Şimdi tekrar 1249’un son aylarına dönelim... Fransızlarla savaş kritik bir şekilde devam ediyordu. Bir süredir hasta olan sultanın çadırında öldüğünün öğrenilmesi ordunun moralini bozabilir, zaten zor geçen mücadele bir anda kaybedilebilirdi. Vezirlerle ve sultanın yakın adamlarıyla görüşen Şecerüddûr, bu bilginin üvey oğlu veliaht Turanşah’ın Mısır’a ulaşmasına dek ordudan gizlenmesini sağladı. Çadıra gelenlere sultanın ağır hasta olduğu ve kimseyi kabul edemeyeceğini bildirildi. Memlûk birliklerinin kendinden kat kat güçlü bir orduyu yendiği sırada Şecerüddûr yazılı emir ve belgelere sultanın imzasını atıyordu. Veliaht Turanşah, bölgeye vardığında üstünlük Eyyûbîlere geçmişti bile. Şecerüddûr ve Memlûkler, Turanşah’tan iltifat ve ödül beklerken buldukları düşmanlık ve aşağılama oldu. Turanşah bir gece sarhoşken, babasından kalan tüm Memlûkleri ortadan kaldıracağını söyledi. Bu haber üzerine Memlûkler organize bir hareketle Turanşah’ı öldürdüler. Mısır’daki Eyyûbî saltanatına son veren bu askeri darbede emri Şecereddür’ün verip vermediğini kesin olarak bilemiyoruz. Ama Turanşah’ın devrilmesiyle birlikte Aybek, Faris Aktay, Baybars gibi askeri liderlerin ittifakla Şecerüddûr’ün emrinde yer alıp onu Memlûk Devleti’nin ilk sultanı ilan etmeleri, kendisinden habersiz hareket etmediklerinin belirtisidir.

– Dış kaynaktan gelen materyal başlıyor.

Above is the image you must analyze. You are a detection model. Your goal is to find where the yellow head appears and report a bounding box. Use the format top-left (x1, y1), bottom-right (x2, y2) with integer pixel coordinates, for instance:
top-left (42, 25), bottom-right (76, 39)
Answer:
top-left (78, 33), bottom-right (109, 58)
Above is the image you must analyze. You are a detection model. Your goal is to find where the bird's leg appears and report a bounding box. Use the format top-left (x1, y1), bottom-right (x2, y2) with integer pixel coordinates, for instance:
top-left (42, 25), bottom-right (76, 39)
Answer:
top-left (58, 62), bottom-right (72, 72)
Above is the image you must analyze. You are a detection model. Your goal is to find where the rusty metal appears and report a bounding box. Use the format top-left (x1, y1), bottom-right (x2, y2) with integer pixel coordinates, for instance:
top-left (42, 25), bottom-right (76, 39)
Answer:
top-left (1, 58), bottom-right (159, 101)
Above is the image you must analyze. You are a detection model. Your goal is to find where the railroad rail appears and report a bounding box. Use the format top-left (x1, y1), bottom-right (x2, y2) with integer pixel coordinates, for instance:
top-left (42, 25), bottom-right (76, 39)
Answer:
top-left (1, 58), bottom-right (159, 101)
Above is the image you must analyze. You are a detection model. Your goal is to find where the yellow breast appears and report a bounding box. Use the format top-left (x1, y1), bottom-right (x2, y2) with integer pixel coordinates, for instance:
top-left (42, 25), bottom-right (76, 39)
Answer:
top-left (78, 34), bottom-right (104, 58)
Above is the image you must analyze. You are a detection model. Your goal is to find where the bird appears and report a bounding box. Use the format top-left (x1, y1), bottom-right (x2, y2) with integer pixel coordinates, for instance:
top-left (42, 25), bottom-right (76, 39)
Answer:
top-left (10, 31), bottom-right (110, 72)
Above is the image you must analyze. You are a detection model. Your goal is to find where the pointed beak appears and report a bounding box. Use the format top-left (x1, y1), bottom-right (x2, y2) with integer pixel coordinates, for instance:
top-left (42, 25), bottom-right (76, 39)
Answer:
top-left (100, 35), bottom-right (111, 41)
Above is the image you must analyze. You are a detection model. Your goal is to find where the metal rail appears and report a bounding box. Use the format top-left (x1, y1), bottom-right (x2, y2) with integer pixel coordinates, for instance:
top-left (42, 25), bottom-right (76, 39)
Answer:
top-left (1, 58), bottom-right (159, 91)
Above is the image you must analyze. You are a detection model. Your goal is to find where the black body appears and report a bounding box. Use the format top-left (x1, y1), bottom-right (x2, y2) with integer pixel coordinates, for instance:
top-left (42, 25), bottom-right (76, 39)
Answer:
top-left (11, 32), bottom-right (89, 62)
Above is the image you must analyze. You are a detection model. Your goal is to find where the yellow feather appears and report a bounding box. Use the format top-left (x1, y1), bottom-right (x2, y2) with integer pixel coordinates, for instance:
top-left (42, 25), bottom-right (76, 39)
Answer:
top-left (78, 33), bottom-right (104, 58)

DEVLETİN BAŞINDA BİR KADIN
Komutanlarıyla birlikte yönetimi ele geçiren Şecerüddûr hızla işe koyuldu. Esir tutulan Fransız kralı IX. Louis’yi yüklü bir fidye karşılığında serbest bırakıp Mısır’ı terk etmelerini sağladı. 1250’de Kahire’de ‘Salih’in Karısı, Halil’in Annesi, Dinin ve Dünyanın Saflığı, Müslümanların Melikesi (kraliçe, ece) Şecerüddûr’ sanıyla tahta oturdu. Cuma hutbelerinde adı halifeyle birlikte okunmaya başladı, hatta para bastırdı. Bu alışılmadık durum Suriye’den Bağdat’a kadar tüm İslam dünyasında muazzam şaşkınlığa yol açtı. Halife “Eğer aranızda başa geçirecek erkek kalmadıysa, biz size buradan gönderelim” diyerek Memlûkleri tehdit etti. Baskının ciddiyeti karşısında Şecerüddûr yeni bir formülle gücünü korudu: Önce atabeyi (başkomutanı) olan İzzeddin Aybek’le evlendi, ardından küçük yaşta bir Eyyûbî göstermelik sultan tayin edildi. Kadın sultan görünürde tahttan çekilmişti. Ama artık tarih sahnesinde Mısır’ı ve sonrasında Suriye’yi Osmanlıların fethine kadar 264 yıl boyunca yönetecek Memlûk Devleti vardı.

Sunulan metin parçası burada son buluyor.